Day Thirty-Three: Rachez Your Volets
Am installed on my bench at the Boulevard des Pyrenees. Did you know that turtle doves make a hideous noise like malfunctioning squeak toys when they land? Now you do. The first time I heard it, I thought it might just be one individual with indigestion, but am now in a position to declare it a Habit of the Species.
Have discovered that the best way to while away the hours of lunch is, after gnawing off as much of my pain de poulet crudite as I desire, to do my journal writing. Most of yesterday's entry was done right here... and then I have more time and energy to write other things at night.
Not much so far today. Got in too late to start the Musee des Beaux Arts, so I moodled through a few bookshops, hoping to stumble on a good "foreign language" section. No such luck. I wish, I wish, I wish my French was better. I pine for that biography of Gabrielle d'Estrees, of Marguerite of Navarre, of Gaston Febus. I did plump for a general textbook on Bearn -- topography to literature, soup to nuts, pamphlets on the archeology of the Aspe and Protestant chapels in Bearn. I think the order of events now is to moodle off to church (thank God they don't close those for lunch), and then a leisurely walk to the Beaux Arts...
(Later) Well, the Musee des Beaux Arts was nothing but a typical provincial art museum -- damning enough description, I think. I scooched around pretty quickly and turned my attention to the delightful question of cadeaux. Bagged some super goodies and headed home in intermittent rain, under the kind of bruised sky that makes you understand what Turner was on about.
Thought I would have a little adventure by taking a slightly different road to L'Hopital St. B. -- got somewhat more adventure than I bargained for by getting mixed up in that death-lane-to-Barcus again. Sure, doing a Jayne Mansfield with a haytruck would be a splashy exit (in more ways than one), but I'd prefer to schedule it forty or fifty years down the pike.

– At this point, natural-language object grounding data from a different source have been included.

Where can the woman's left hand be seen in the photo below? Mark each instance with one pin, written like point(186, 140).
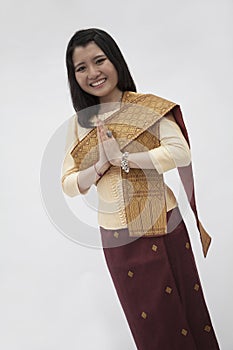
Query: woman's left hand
point(110, 145)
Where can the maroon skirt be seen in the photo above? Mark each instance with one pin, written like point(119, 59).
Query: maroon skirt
point(158, 286)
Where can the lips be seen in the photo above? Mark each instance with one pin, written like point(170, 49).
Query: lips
point(98, 82)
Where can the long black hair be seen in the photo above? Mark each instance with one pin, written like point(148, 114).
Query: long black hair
point(82, 100)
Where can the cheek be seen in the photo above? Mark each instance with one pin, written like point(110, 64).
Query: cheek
point(78, 79)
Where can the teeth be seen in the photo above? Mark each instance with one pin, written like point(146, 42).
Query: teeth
point(98, 82)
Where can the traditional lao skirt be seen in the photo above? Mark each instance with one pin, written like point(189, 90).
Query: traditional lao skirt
point(158, 286)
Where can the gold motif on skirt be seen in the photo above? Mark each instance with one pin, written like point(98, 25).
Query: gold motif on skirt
point(154, 247)
point(207, 328)
point(144, 315)
point(168, 290)
point(130, 274)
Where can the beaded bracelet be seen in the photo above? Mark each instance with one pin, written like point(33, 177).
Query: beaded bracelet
point(99, 174)
point(125, 162)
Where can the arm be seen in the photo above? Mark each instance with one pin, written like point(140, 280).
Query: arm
point(172, 152)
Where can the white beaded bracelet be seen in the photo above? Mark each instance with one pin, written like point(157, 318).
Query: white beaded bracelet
point(125, 162)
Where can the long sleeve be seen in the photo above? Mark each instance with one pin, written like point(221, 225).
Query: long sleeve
point(173, 150)
point(69, 170)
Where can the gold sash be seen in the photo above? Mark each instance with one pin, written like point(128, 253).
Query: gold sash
point(136, 129)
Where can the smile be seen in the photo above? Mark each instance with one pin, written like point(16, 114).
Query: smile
point(97, 83)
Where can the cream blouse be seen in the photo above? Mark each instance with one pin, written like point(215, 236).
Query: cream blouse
point(172, 152)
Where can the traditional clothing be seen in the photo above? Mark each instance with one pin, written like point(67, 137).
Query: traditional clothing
point(155, 275)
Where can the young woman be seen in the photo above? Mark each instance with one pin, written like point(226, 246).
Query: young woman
point(123, 142)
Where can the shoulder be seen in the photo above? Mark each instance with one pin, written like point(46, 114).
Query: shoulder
point(157, 103)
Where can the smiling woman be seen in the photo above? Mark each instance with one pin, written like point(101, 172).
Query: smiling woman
point(95, 73)
point(125, 152)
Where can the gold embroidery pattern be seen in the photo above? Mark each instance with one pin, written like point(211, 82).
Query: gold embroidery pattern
point(184, 332)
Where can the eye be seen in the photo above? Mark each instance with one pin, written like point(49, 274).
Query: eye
point(100, 60)
point(80, 69)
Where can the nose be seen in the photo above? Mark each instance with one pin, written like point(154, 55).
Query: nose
point(93, 72)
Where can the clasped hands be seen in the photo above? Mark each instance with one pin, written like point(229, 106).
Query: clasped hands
point(109, 150)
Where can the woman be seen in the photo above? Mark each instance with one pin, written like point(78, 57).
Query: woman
point(123, 142)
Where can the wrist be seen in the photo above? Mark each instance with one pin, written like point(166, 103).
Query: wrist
point(101, 168)
point(117, 161)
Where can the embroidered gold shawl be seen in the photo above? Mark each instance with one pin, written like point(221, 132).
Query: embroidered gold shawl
point(136, 129)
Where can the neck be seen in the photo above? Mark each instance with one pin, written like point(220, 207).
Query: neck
point(111, 102)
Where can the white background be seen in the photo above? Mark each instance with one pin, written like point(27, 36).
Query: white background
point(56, 294)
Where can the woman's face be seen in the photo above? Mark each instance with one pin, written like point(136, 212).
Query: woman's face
point(95, 73)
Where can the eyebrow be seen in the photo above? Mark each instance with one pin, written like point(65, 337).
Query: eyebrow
point(96, 57)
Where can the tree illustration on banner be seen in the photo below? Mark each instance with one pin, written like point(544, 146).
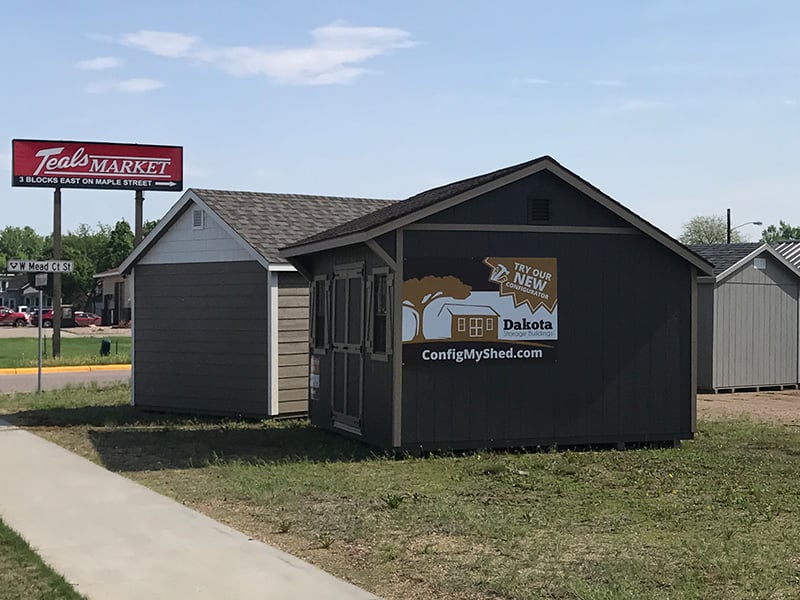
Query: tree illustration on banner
point(419, 293)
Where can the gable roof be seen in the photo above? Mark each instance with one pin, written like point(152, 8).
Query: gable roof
point(724, 256)
point(729, 258)
point(429, 202)
point(790, 250)
point(264, 222)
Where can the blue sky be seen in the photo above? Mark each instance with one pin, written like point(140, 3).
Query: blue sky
point(674, 108)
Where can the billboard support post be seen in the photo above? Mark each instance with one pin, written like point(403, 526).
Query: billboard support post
point(56, 276)
point(137, 235)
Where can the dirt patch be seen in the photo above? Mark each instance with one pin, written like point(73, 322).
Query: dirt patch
point(776, 407)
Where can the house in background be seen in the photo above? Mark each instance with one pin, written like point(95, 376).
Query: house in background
point(747, 319)
point(16, 290)
point(219, 320)
point(112, 297)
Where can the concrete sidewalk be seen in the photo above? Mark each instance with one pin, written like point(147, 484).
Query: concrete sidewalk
point(114, 539)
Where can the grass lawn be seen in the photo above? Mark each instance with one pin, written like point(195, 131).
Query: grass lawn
point(717, 518)
point(23, 575)
point(22, 352)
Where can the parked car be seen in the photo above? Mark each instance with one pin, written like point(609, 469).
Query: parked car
point(12, 317)
point(47, 317)
point(84, 319)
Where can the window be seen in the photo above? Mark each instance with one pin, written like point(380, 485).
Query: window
point(198, 218)
point(380, 314)
point(319, 316)
point(475, 327)
point(538, 210)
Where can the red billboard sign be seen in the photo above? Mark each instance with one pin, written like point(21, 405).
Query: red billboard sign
point(40, 163)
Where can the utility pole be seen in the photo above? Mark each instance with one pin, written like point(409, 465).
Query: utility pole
point(138, 229)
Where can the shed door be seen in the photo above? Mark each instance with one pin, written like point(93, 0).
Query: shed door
point(348, 347)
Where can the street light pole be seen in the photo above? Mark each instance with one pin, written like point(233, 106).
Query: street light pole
point(729, 226)
point(737, 227)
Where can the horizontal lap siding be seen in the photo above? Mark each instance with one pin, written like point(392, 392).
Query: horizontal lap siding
point(201, 338)
point(293, 306)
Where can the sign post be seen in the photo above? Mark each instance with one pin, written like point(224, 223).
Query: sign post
point(56, 276)
point(39, 385)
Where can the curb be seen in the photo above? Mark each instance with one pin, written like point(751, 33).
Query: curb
point(73, 369)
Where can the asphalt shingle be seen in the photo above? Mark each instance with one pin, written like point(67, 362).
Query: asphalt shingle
point(724, 256)
point(270, 221)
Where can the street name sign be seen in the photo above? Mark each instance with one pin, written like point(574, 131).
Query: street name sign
point(40, 266)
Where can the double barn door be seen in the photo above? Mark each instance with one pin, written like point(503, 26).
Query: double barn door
point(347, 370)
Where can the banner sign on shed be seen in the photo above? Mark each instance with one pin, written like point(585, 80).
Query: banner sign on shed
point(468, 310)
point(92, 165)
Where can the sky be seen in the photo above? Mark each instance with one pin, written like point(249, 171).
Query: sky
point(674, 108)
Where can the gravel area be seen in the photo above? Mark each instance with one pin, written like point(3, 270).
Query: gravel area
point(778, 407)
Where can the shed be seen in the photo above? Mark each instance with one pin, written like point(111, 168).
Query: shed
point(594, 310)
point(747, 319)
point(220, 322)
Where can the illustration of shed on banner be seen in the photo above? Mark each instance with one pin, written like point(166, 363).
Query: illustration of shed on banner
point(480, 309)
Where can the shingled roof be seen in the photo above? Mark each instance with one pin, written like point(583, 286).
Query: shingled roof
point(415, 203)
point(724, 256)
point(790, 250)
point(270, 221)
point(399, 214)
point(264, 221)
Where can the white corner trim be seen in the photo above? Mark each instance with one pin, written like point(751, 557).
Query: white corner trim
point(272, 312)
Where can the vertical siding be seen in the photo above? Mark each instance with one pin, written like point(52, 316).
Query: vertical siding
point(201, 338)
point(182, 244)
point(756, 333)
point(705, 336)
point(293, 306)
point(624, 367)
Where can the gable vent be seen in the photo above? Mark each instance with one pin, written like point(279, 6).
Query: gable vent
point(538, 210)
point(198, 220)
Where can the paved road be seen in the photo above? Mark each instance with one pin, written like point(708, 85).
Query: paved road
point(53, 381)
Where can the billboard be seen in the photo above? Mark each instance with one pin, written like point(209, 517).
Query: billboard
point(468, 310)
point(94, 165)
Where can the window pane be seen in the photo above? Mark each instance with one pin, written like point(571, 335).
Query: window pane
point(340, 311)
point(354, 334)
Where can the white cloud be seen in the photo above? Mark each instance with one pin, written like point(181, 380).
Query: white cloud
point(161, 43)
point(333, 57)
point(98, 64)
point(531, 81)
point(638, 104)
point(135, 86)
point(606, 82)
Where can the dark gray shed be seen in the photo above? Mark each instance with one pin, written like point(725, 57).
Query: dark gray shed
point(747, 319)
point(220, 321)
point(522, 307)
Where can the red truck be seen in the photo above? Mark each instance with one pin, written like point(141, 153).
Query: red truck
point(12, 317)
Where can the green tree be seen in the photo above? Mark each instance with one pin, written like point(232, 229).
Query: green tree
point(711, 229)
point(782, 232)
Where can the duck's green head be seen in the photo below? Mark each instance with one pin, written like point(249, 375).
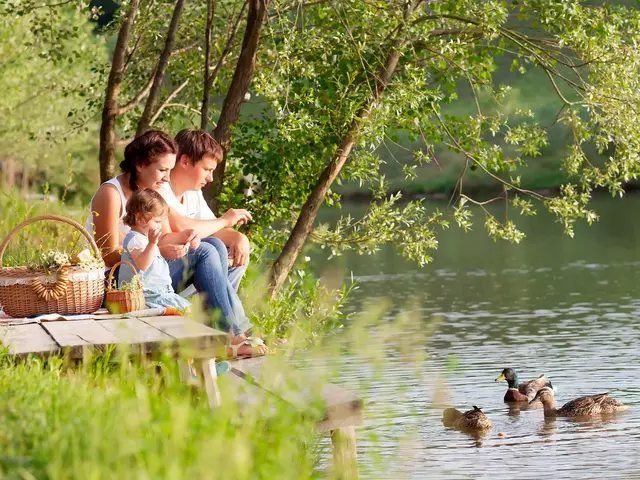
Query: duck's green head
point(509, 374)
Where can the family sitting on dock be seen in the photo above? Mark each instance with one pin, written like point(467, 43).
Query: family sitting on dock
point(154, 216)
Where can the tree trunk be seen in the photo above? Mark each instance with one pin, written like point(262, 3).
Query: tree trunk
point(208, 77)
point(237, 90)
point(110, 110)
point(281, 267)
point(163, 62)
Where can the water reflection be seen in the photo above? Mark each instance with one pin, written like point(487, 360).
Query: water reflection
point(564, 307)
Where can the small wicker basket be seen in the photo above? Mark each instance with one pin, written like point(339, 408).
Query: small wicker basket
point(71, 290)
point(123, 301)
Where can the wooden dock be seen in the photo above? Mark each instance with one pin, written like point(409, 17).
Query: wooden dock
point(79, 339)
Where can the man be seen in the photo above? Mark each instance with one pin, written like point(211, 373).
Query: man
point(198, 156)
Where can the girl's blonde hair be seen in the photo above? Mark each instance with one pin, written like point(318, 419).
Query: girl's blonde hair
point(143, 206)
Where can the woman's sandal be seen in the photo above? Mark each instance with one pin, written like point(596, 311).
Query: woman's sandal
point(252, 342)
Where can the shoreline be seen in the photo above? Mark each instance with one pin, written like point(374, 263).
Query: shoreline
point(483, 193)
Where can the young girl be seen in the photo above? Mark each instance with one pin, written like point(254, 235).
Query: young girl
point(146, 213)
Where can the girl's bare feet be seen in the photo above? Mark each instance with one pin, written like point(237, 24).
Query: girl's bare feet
point(242, 346)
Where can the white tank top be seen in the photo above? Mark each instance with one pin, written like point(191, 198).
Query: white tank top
point(122, 228)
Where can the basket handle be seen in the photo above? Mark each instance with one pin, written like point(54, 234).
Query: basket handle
point(122, 262)
point(57, 218)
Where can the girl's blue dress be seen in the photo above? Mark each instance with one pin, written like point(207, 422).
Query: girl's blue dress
point(156, 280)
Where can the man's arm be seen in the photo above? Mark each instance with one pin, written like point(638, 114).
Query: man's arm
point(238, 245)
point(206, 228)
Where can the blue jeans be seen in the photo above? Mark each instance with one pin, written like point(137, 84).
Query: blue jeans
point(207, 267)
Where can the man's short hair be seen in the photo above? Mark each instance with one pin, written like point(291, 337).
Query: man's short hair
point(196, 144)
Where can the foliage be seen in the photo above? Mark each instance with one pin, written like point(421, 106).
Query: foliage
point(318, 65)
point(48, 58)
point(306, 306)
point(316, 73)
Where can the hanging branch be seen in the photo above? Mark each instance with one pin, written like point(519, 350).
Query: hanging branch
point(302, 229)
point(110, 110)
point(208, 81)
point(237, 90)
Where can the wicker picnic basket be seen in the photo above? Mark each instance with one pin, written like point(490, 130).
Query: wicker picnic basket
point(71, 290)
point(123, 301)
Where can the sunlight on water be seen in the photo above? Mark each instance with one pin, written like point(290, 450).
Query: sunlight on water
point(565, 308)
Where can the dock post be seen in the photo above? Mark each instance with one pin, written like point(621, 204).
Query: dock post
point(345, 456)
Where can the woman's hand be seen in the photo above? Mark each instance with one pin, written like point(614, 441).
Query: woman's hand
point(154, 234)
point(193, 239)
point(239, 251)
point(173, 251)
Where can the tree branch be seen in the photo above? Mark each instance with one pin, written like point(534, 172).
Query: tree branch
point(130, 105)
point(239, 87)
point(163, 61)
point(206, 96)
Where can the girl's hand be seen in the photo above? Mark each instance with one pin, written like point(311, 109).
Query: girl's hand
point(154, 234)
point(195, 242)
point(236, 216)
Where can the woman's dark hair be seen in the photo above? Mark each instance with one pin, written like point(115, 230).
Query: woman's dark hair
point(143, 151)
point(143, 206)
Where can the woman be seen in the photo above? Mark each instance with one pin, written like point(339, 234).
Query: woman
point(148, 159)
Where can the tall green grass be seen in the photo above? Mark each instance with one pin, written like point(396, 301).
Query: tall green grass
point(127, 417)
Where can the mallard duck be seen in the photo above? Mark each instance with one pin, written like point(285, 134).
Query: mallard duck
point(521, 392)
point(580, 407)
point(470, 420)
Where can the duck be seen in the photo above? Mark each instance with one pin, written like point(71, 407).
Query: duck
point(521, 392)
point(587, 406)
point(470, 420)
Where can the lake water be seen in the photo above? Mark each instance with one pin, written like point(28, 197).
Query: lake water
point(564, 307)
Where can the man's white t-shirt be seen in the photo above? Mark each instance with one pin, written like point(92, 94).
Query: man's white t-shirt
point(193, 204)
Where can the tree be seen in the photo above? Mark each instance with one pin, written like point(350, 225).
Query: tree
point(333, 84)
point(332, 114)
point(47, 76)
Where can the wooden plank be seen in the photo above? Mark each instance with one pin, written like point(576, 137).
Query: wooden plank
point(132, 331)
point(345, 457)
point(77, 336)
point(341, 407)
point(29, 338)
point(182, 328)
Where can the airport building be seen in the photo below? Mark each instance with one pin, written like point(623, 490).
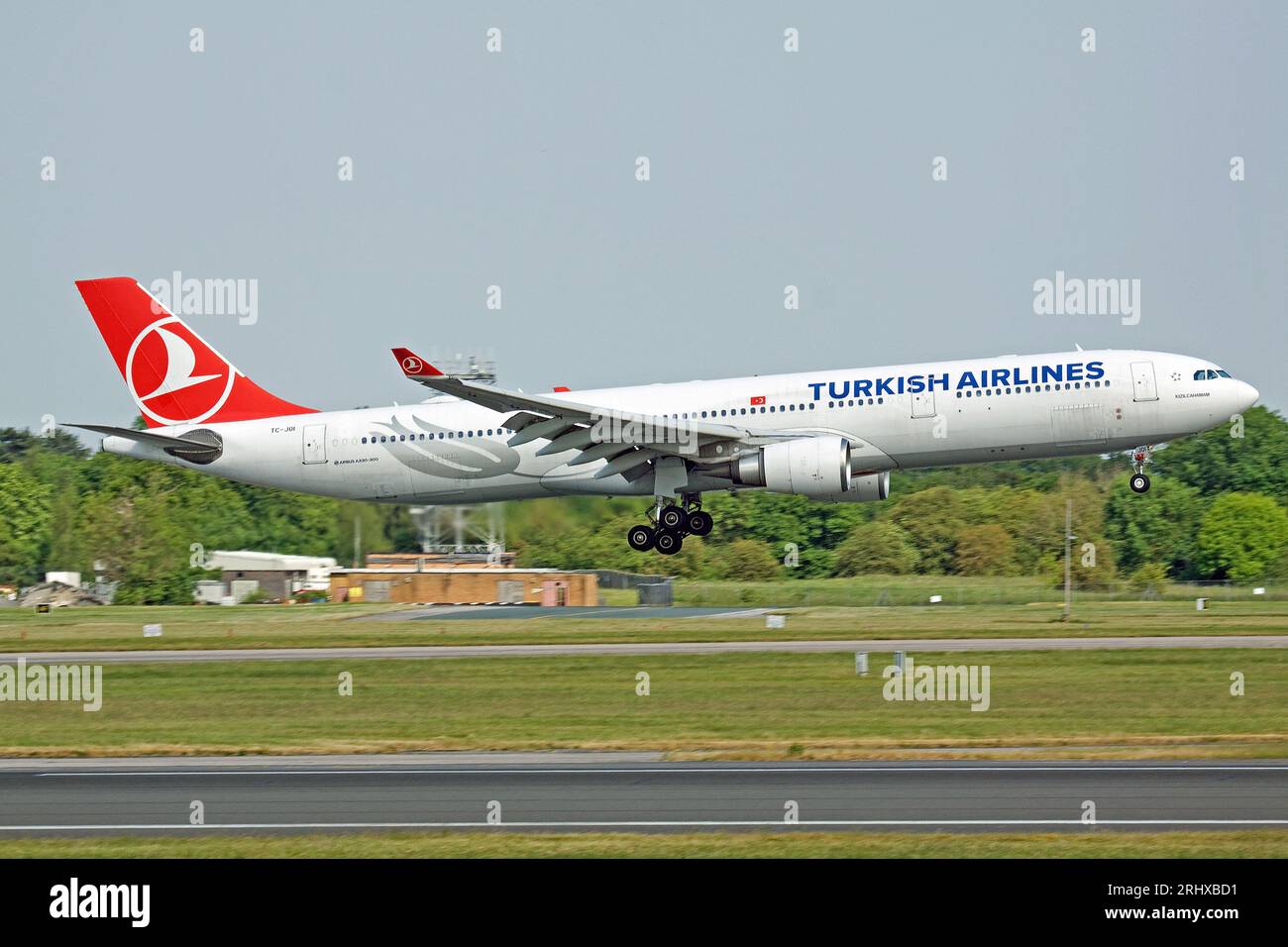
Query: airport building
point(278, 577)
point(437, 581)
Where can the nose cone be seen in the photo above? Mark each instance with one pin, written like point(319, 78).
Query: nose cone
point(1248, 395)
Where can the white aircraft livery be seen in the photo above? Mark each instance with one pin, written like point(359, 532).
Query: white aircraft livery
point(831, 436)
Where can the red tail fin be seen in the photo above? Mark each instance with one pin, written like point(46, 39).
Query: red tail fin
point(172, 375)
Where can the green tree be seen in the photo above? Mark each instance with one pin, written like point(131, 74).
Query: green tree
point(984, 551)
point(24, 519)
point(746, 561)
point(1241, 536)
point(1155, 527)
point(876, 548)
point(1216, 462)
point(931, 519)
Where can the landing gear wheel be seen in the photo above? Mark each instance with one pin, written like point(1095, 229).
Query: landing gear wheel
point(699, 523)
point(671, 518)
point(640, 538)
point(668, 543)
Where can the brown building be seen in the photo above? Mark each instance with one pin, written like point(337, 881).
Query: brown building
point(464, 583)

Anyway. Reached here about 4:30 and tackled the greatest challenge of my bilingual career -- assembling an official French postal box by instructions. Sure, go ahead and tell me what you’d do when requested to "Rachez le volet sur les hassures." Had successfully rachez'ed everything and filled the box with goodies to send home, by the time the cows came home. One sturdy heifer, finding herself well ahead of grandpa and the other girls, relieved her existential loneliness by standing in the middle of the street and regaling us all with a very soulful rendition of "Sometimes I Feel Like A Motherless Cow." When she saw I was watching, she turned self-conscious and headed back to find Grandpa.